Le 29 janvier 1998, M. [W] [A] a consenti à ses deux enfants, [V] et [C] [A], une donation en vertu de laquelle il leur a cédé à chacun la moitié indivise en nue-propriété de l’immeuble et des parcelles concernées, lui-même en conservant l’usufruit.
Par jugement en date du 17 juillet 2001, le tribunal de commerce de Paris a prononcé la liquidation judiciaire de M. [W] [A] et a désigné la SCP Brouard-[P] en qualité de liquidateur, remplacée en cette qualité par la SAS BDR & associés le 4 février 2021.

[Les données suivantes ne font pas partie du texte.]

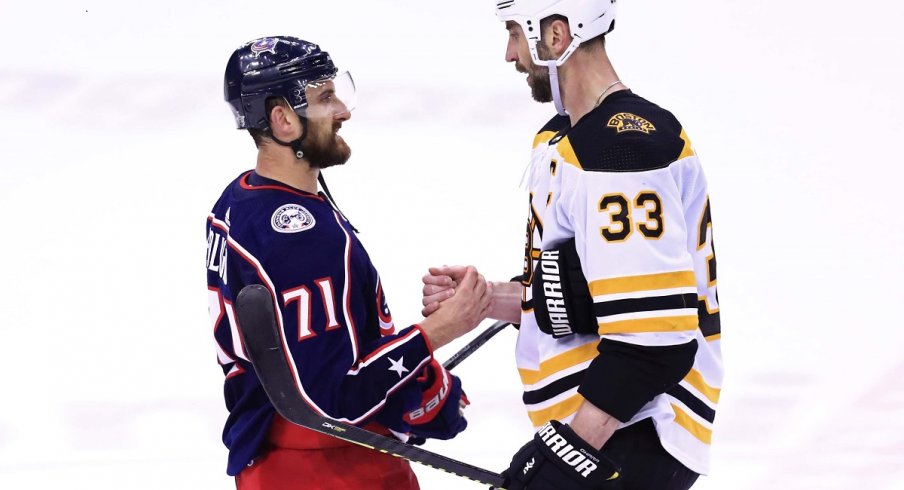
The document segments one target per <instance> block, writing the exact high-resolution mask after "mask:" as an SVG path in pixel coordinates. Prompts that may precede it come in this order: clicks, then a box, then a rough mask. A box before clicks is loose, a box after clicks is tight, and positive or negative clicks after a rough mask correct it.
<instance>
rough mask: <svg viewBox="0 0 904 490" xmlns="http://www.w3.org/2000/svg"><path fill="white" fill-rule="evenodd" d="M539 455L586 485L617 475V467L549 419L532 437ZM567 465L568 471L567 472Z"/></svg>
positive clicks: (597, 451)
mask: <svg viewBox="0 0 904 490" xmlns="http://www.w3.org/2000/svg"><path fill="white" fill-rule="evenodd" d="M534 443H535V444H536V445H537V446H538V447H539V448H540V451H541V452H542V453H543V456H544V457H546V459H548V460H549V461H553V462H555V464H556V465H557V466H559V467H560V468H562V470H563V473H565V474H567V475H569V476H570V477H572V478H573V479H574V480H575V481H577V482H580V483H582V484H584V485H588V488H594V487H596V486H599V485H602V484H604V483H606V482H608V481H610V480H614V479H616V478H618V476H619V475H618V472H619V468H618V467H616V465H615V464H614V463H613V462H612V461H611V460H609V458H607V457H605V456H603V454H602V453H600V451H599V450H597V449H595V448H594V447H593V446H591V445H590V444H588V443H587V441H585V440H583V439H581V438H580V436H578V435H577V434H575V433H574V431H573V430H572V429H571V427H569V426H568V425H566V424H562V423H561V422H559V421H558V420H550V421H549V422H547V423H546V425H544V426H543V427H540V430H538V431H537V434H536V435H535V436H534ZM569 468H570V471H569Z"/></svg>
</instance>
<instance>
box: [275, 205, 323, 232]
mask: <svg viewBox="0 0 904 490" xmlns="http://www.w3.org/2000/svg"><path fill="white" fill-rule="evenodd" d="M316 223H317V222H316V221H314V216H313V215H312V214H311V212H310V211H308V210H307V209H305V208H304V207H303V206H300V205H298V204H286V205H284V206H280V208H279V209H277V210H276V211H275V212H274V213H273V217H272V218H271V219H270V224H271V225H272V226H273V229H274V230H276V231H278V232H279V233H298V232H300V231H305V230H310V229H311V228H313V227H314V225H315V224H316Z"/></svg>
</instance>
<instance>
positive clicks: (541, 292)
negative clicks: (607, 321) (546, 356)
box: [531, 238, 598, 339]
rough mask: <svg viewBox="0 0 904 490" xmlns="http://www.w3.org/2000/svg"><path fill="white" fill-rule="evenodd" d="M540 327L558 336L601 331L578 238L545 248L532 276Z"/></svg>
mask: <svg viewBox="0 0 904 490" xmlns="http://www.w3.org/2000/svg"><path fill="white" fill-rule="evenodd" d="M531 281H532V283H531V291H532V293H533V298H534V317H535V318H536V319H537V326H538V327H540V330H541V331H543V333H545V334H547V335H552V336H553V337H555V338H557V339H558V338H562V337H567V336H569V335H571V334H575V333H597V331H598V326H597V321H596V313H594V311H593V298H592V297H591V296H590V289H589V287H588V286H587V279H586V278H585V277H584V272H583V271H582V270H581V259H580V257H578V252H577V250H576V249H575V240H574V238H572V239H571V240H567V241H565V242H563V243H561V244H559V245H558V246H557V247H555V248H551V249H547V250H543V251H542V252H541V253H540V260H539V261H538V262H537V267H536V269H535V270H534V276H533V279H531Z"/></svg>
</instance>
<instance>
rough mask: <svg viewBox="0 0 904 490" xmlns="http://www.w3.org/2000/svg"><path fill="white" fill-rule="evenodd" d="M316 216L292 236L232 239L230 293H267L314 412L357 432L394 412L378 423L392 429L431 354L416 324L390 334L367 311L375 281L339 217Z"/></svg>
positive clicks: (263, 234) (233, 238)
mask: <svg viewBox="0 0 904 490" xmlns="http://www.w3.org/2000/svg"><path fill="white" fill-rule="evenodd" d="M268 212H272V210H269V211H268ZM316 216H317V219H316V221H317V223H316V226H314V227H313V228H311V229H310V230H305V231H302V232H298V233H277V232H275V231H273V230H270V229H268V228H269V227H267V226H265V227H255V228H253V229H245V230H243V231H239V232H237V233H234V234H232V235H231V236H230V237H229V247H230V256H229V269H230V276H231V277H230V280H229V281H230V285H229V289H230V294H231V295H237V294H238V292H239V290H240V288H241V287H243V286H244V285H248V284H262V285H264V286H265V287H267V288H268V289H269V290H270V292H271V294H272V295H273V297H274V301H275V304H276V306H277V321H278V322H279V326H280V328H281V332H282V339H281V340H282V342H283V343H284V346H285V347H286V352H287V353H288V354H289V356H290V358H291V359H290V363H291V367H292V371H293V374H294V376H295V380H296V383H297V386H298V388H299V391H300V392H301V394H302V396H303V398H304V399H305V401H306V402H307V403H308V404H309V405H310V406H311V407H312V408H313V409H314V410H316V411H317V412H318V413H320V414H322V415H324V416H326V417H329V418H332V419H336V420H340V421H343V422H348V423H352V424H362V423H365V422H367V421H368V420H370V419H371V418H372V417H374V416H375V415H377V414H378V413H380V411H381V410H383V409H384V408H386V407H390V410H391V411H393V412H395V413H393V414H383V415H382V416H381V417H380V420H381V421H383V422H387V421H388V422H392V421H396V420H398V421H400V420H401V416H402V413H403V411H404V410H406V409H407V408H409V406H410V405H411V404H413V403H416V402H417V401H418V400H419V398H420V396H419V390H418V389H417V386H416V383H413V382H411V381H412V380H413V379H414V378H415V377H416V376H417V375H418V374H419V372H420V371H421V370H422V368H423V367H424V366H426V365H427V364H428V363H429V362H430V360H431V359H432V350H431V347H430V345H429V344H428V341H427V338H426V337H425V335H424V333H423V332H422V331H421V329H420V327H418V326H417V325H414V326H411V327H408V328H405V329H402V330H401V331H399V332H398V333H393V334H389V332H391V331H392V329H391V328H389V327H391V325H389V326H386V325H381V323H380V320H379V319H378V318H377V317H376V315H371V314H368V313H367V312H368V311H374V310H375V309H376V308H375V307H374V306H373V305H375V304H380V303H381V302H382V297H381V294H380V288H379V283H378V282H377V281H376V280H373V281H371V280H368V278H370V277H373V278H376V273H375V271H373V270H372V265H371V264H370V262H369V259H367V258H366V253H365V252H364V251H363V249H360V243H359V242H357V240H356V239H354V237H353V235H352V234H351V232H350V231H349V230H348V229H347V228H346V227H345V226H343V224H342V219H341V218H340V217H339V216H338V215H336V214H335V213H333V212H332V211H331V212H329V213H322V214H320V215H316ZM268 217H269V216H265V218H268ZM238 219H239V217H238V216H236V215H235V214H234V215H233V223H235V222H236V221H237V220H238ZM251 219H254V218H253V217H252V218H251ZM264 221H266V220H264ZM265 224H266V223H265ZM375 286H376V287H375ZM381 326H382V327H383V328H382V329H381ZM381 332H382V335H381ZM240 357H246V356H240ZM249 367H250V366H249ZM249 371H250V372H253V370H252V369H249ZM415 392H416V393H415ZM387 425H389V426H391V427H392V428H394V429H395V428H397V427H400V426H399V425H398V424H391V423H389V424H387Z"/></svg>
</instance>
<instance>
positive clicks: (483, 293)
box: [421, 266, 493, 349]
mask: <svg viewBox="0 0 904 490" xmlns="http://www.w3.org/2000/svg"><path fill="white" fill-rule="evenodd" d="M454 291H455V292H454V294H453V295H452V297H451V298H448V299H446V300H444V301H443V302H442V303H440V304H439V306H438V307H436V308H435V311H433V312H432V314H431V315H430V316H429V317H428V318H426V319H425V320H424V321H423V322H421V328H423V329H424V332H425V333H426V334H427V337H428V338H429V339H430V343H431V344H432V345H433V348H434V349H437V348H439V347H441V346H443V345H445V344H447V343H449V342H451V341H452V340H453V339H456V338H458V337H461V336H462V335H464V334H466V333H468V332H470V331H471V330H473V329H474V327H476V326H477V325H478V324H480V322H481V321H483V320H484V319H485V318H486V316H487V314H488V313H489V310H490V308H491V306H492V300H493V291H492V287H491V286H488V285H487V282H486V280H485V279H484V278H483V276H482V275H480V274H478V273H477V269H475V268H474V267H470V266H469V267H466V268H465V272H464V274H463V275H462V276H461V280H460V281H458V285H457V286H456V287H455V288H454ZM425 309H426V308H425Z"/></svg>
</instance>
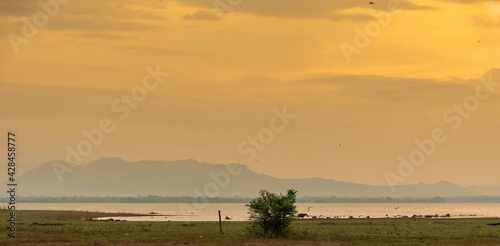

Dans le cadre de la procédure collective, des démarches ont été engagées pour réaliser l’actif que constituent les parcelles susvisées.
S’estimant preneur à bail rural des parcelles litigieuses, M. [B] [Q], par requête du 11 avril 2023, a saisi le tribunal paritaire des baux ruraux de Caen aux fins de se voir reconnaître cette qualité à l’égard de MM. [W] et [C] [A] et de Mme [V] [A].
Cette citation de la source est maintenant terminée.